A policeman said the race of a man who died after being restrained by officers had nothing to do with his risk assessment of the situation, an inquiry has heard.

Sheku Bayoh died on May 3, 2015 after he was detained by police in Kirkcaldy, Fife, and an inquiry into his death is being held before Lord Bracadale.

Pc Craig Walker, who the inquiry heard weighed 25 stone at the time of the incident, responded to 999 calls about Mr Bayoh carrying a knife and attacking vehicles in Hayfield Road just after 7am.

In a statement prepared ahead of the hearing and presented at the inquiry on Thursday, the officer said: “The only factors considered when assessing the risk were the words big, muscular, and carrying a knife. Race did not play a part in my risk assessment.”

He told Angela Grahame QC, senior counsel to the inquiry: “It showed in my mind he was not just carrying a weapon for intimidation he was using the weapon. He had intent to strike out.

“If they’re using it to strike out at other things, then you have got to go under the assumption of they’re looking to harm other people.

“Obviously knives are dangerous, you only need one wound and that could be fatal. You have got to be careful with knives.”

Pc Walker, 41, said he had considered that it could be a “suicide by cop” scenario as the incident took place near a mental health unit.

He said that scenario was not very common in Scotland, but thought of it because of the “overt nature” of Mr Bayoh’s actions.

Sheku Bayoh’s family arrive at the inquiry at Capital House in Edinburgh (Lesley Martin/PA) (PA Wire)
Sheku Bayoh’s family arrive at the inquiry at Capital House in Edinburgh (Lesley Martin/PA) (PA Wire)

“He was running about with the big knife and it was generating a lot of calls,” the officer said. “That was the only thing. That he wanted police presence there.”

Ms Grahame asked him: “Did it have anything to do with the fact the man was black?”

The officer, who has 17 years of service, replied: “No.”

The QC asked: “If the man had been white who had been attacking vehicles with the knife, would you still have had that thought pass through your mind about suicide by cop?”

Pc Walker said: “Yeah, anybody can suffer from a psychiatric episode.”

Pc Walker and colleague Pc Alan Paton were on their way to an alarm activation when the call came through their radio, and they made their way to the scene.

The inquiry heard they had their blue lights on but not their sirens.

In his statement, Pc Walker said he was mindful “we are on a severe threat level for attacks on the police”.

Asked what he meant by that, he told the inquiry: “At the time the terror threat to the police was severe and an attack on the police was highly likely.

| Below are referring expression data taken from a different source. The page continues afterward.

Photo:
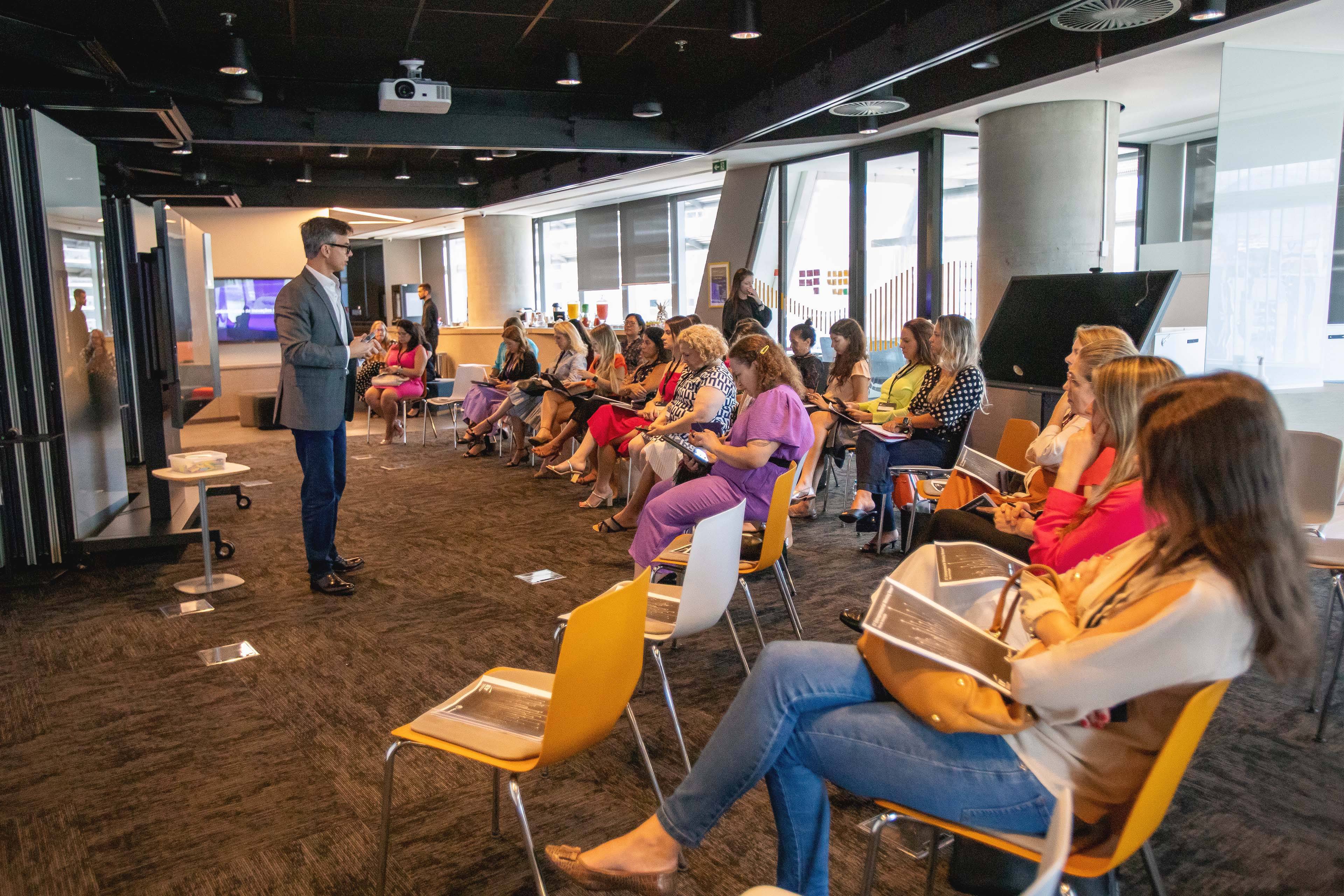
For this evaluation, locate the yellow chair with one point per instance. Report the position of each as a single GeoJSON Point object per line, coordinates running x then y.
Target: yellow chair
{"type": "Point", "coordinates": [772, 553]}
{"type": "Point", "coordinates": [598, 668]}
{"type": "Point", "coordinates": [1146, 814]}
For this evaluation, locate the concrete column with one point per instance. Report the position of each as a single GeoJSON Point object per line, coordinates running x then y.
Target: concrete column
{"type": "Point", "coordinates": [499, 268]}
{"type": "Point", "coordinates": [1048, 192]}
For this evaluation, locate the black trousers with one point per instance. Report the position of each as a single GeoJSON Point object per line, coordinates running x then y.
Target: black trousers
{"type": "Point", "coordinates": [968, 526]}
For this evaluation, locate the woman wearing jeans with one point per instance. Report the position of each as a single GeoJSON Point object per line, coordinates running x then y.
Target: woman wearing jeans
{"type": "Point", "coordinates": [1147, 626]}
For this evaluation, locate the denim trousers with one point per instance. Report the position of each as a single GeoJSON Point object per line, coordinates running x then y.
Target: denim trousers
{"type": "Point", "coordinates": [873, 458]}
{"type": "Point", "coordinates": [811, 713]}
{"type": "Point", "coordinates": [322, 455]}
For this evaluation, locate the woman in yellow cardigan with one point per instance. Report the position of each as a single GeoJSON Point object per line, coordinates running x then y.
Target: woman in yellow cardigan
{"type": "Point", "coordinates": [888, 407]}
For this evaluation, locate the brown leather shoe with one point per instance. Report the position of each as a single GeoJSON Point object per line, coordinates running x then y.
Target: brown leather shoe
{"type": "Point", "coordinates": [566, 860]}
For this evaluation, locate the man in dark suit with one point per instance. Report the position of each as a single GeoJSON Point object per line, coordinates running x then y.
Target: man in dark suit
{"type": "Point", "coordinates": [315, 383]}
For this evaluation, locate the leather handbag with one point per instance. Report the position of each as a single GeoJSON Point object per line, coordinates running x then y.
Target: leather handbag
{"type": "Point", "coordinates": [945, 699]}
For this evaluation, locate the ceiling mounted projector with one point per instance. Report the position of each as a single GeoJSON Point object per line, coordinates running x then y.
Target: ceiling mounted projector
{"type": "Point", "coordinates": [414, 93]}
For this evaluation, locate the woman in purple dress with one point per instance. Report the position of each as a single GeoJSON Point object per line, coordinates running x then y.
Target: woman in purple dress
{"type": "Point", "coordinates": [771, 433]}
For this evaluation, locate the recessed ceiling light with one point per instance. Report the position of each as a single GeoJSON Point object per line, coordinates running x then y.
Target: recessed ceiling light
{"type": "Point", "coordinates": [747, 21]}
{"type": "Point", "coordinates": [371, 214]}
{"type": "Point", "coordinates": [570, 70]}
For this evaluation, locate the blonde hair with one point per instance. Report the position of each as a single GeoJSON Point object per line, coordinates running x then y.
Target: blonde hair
{"type": "Point", "coordinates": [568, 331]}
{"type": "Point", "coordinates": [1120, 387]}
{"type": "Point", "coordinates": [707, 342]}
{"type": "Point", "coordinates": [1089, 334]}
{"type": "Point", "coordinates": [960, 350]}
{"type": "Point", "coordinates": [605, 347]}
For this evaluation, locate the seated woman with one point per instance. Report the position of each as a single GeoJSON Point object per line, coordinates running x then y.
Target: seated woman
{"type": "Point", "coordinates": [603, 377]}
{"type": "Point", "coordinates": [642, 386]}
{"type": "Point", "coordinates": [406, 358]}
{"type": "Point", "coordinates": [890, 404]}
{"type": "Point", "coordinates": [519, 404]}
{"type": "Point", "coordinates": [706, 398]}
{"type": "Point", "coordinates": [1195, 601]}
{"type": "Point", "coordinates": [611, 429]}
{"type": "Point", "coordinates": [373, 363]}
{"type": "Point", "coordinates": [803, 338]}
{"type": "Point", "coordinates": [483, 401]}
{"type": "Point", "coordinates": [848, 382]}
{"type": "Point", "coordinates": [772, 432]}
{"type": "Point", "coordinates": [1073, 526]}
{"type": "Point", "coordinates": [936, 420]}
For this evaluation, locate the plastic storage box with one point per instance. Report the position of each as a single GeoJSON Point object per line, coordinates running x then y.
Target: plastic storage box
{"type": "Point", "coordinates": [197, 461]}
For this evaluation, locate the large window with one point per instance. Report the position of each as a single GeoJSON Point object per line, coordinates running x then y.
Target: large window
{"type": "Point", "coordinates": [818, 244]}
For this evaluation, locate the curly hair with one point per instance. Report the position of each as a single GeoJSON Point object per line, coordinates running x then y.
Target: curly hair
{"type": "Point", "coordinates": [706, 340]}
{"type": "Point", "coordinates": [769, 362]}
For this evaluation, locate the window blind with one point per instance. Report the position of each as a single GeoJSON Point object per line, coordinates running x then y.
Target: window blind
{"type": "Point", "coordinates": [598, 242]}
{"type": "Point", "coordinates": [646, 242]}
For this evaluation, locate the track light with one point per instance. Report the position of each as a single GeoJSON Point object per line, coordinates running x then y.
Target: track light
{"type": "Point", "coordinates": [747, 21]}
{"type": "Point", "coordinates": [570, 73]}
{"type": "Point", "coordinates": [244, 92]}
{"type": "Point", "coordinates": [1208, 10]}
{"type": "Point", "coordinates": [236, 61]}
{"type": "Point", "coordinates": [648, 109]}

“My initial concern was the overt nature of what he was doing, maybe he was looking for the police to go out there.”

The inquiry heard that when officers arrived, Mr Bayoh was not striking vehicles, appeared not to have a knife, and there had not been members of the public nearby.

We have no reason to doubt that he's had or still has possession of a knife, just because we can't see it

Pc Walker, to the inquiry

Pc Walker said it was felt they could “take advantage of the fact he didn’t appear to be visibly in possession with a knife and get control of the male as soon as possible”.

He was asked if officers should have taken a step back and observed what was happening.

Pc Walker told the inquiry he did not see what the advantage of that would have been and there was a risk to the public.

“Although there was nobody present at the time we arrived, there’s a row houses on one side, there’s passing vehicles,” he said.

“Just because he wasn’t doing anything there, I don’t think it would have reflected well on the police if we just parked up and watched him and somebody came out of their house and he attacked that person whilst we were parked up watching that happen.

“It makes much more sense to take advantage of the fact he doesn’t appear to be in possession of the knife at that point, communicate with him, and to bring him into police custody.”

Asked about the risk he considered Mr Bayoh posed, Pc Walker said: “He’s still a high-risk individual.

“We have no reason to doubt that he’s had or still has possession of a knife, just because we can’t see it.”

The inquiry, which is examining the immediate circumstances leading to the death of Mr Bayoh, how the police dealt with the aftermath, the following investigation, and whether race was a factor, continues.